On those questions, as well as those of your comments below:
I have no idea, man. Wasn't there and couldn't tell you!
Decide on a mix that suits you. I gave an outing count for night game, if that's what you want to do. Play around with it, experiment, find a schedule that works for you and that you will stick to. I don't want to go into the speculative details more than that because... man, start going out regularly, then ask me that stuff if you're still scratching your head. After three weeks of a regular going-out schedule you'll have answered most of those questions yourself :)
You know what the solution I've found for bitterness from content you consume online is (whether dating apps or stuff you read/watch)? Go out in the real world and talk to actual people. It's a lot more fun and refreshing and freeing than staring at a screen.

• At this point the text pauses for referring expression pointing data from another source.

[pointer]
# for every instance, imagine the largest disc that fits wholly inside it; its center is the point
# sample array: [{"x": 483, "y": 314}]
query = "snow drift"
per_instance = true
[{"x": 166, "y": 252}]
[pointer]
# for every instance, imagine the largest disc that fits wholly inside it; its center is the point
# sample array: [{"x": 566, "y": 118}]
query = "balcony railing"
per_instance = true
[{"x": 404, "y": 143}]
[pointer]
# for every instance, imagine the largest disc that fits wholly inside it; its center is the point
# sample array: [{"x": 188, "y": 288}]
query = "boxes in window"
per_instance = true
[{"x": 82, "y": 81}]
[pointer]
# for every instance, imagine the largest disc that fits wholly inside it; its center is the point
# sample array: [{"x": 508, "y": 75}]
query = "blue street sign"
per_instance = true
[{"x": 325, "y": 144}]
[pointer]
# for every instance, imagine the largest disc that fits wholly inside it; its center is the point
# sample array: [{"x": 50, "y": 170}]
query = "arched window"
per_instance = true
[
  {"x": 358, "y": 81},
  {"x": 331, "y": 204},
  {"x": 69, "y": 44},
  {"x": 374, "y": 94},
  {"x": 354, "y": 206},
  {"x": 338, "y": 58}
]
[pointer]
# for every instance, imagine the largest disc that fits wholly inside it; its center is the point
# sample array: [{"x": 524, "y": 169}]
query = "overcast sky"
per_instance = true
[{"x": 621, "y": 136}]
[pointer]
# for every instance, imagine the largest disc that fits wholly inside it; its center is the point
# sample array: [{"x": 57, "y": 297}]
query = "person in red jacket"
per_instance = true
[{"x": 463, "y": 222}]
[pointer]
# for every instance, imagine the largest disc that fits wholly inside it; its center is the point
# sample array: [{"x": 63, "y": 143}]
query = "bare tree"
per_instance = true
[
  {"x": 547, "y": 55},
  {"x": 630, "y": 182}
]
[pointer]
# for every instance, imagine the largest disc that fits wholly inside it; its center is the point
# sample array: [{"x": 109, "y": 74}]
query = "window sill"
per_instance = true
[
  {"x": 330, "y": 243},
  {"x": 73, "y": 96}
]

If you are mass approaching in an obvious way, that is not normal for a guy at any age. If people know you are doing it, they will look at you funny, sure. Solution: don't do it around people you know, or be low key enough about it it doesn't look like you are mass approaching (i.e., be a social guy who talks to guys as well as girls).
I don't know what age you'd like about yourself on dating apps... I try to stay off them as much as possible. You'd need to ask a guy who puts a lot of time into them and has it down well.
On both clubs and apps not working -- there are one million different things it could be. Maybe start with SAC and go from there: similarity, arousal, compliance. Do these girls feel similar to you? Are they aroused? Are they complying? Work your way through SAC, figure out how they're responding and where the problems are, and start to work it out.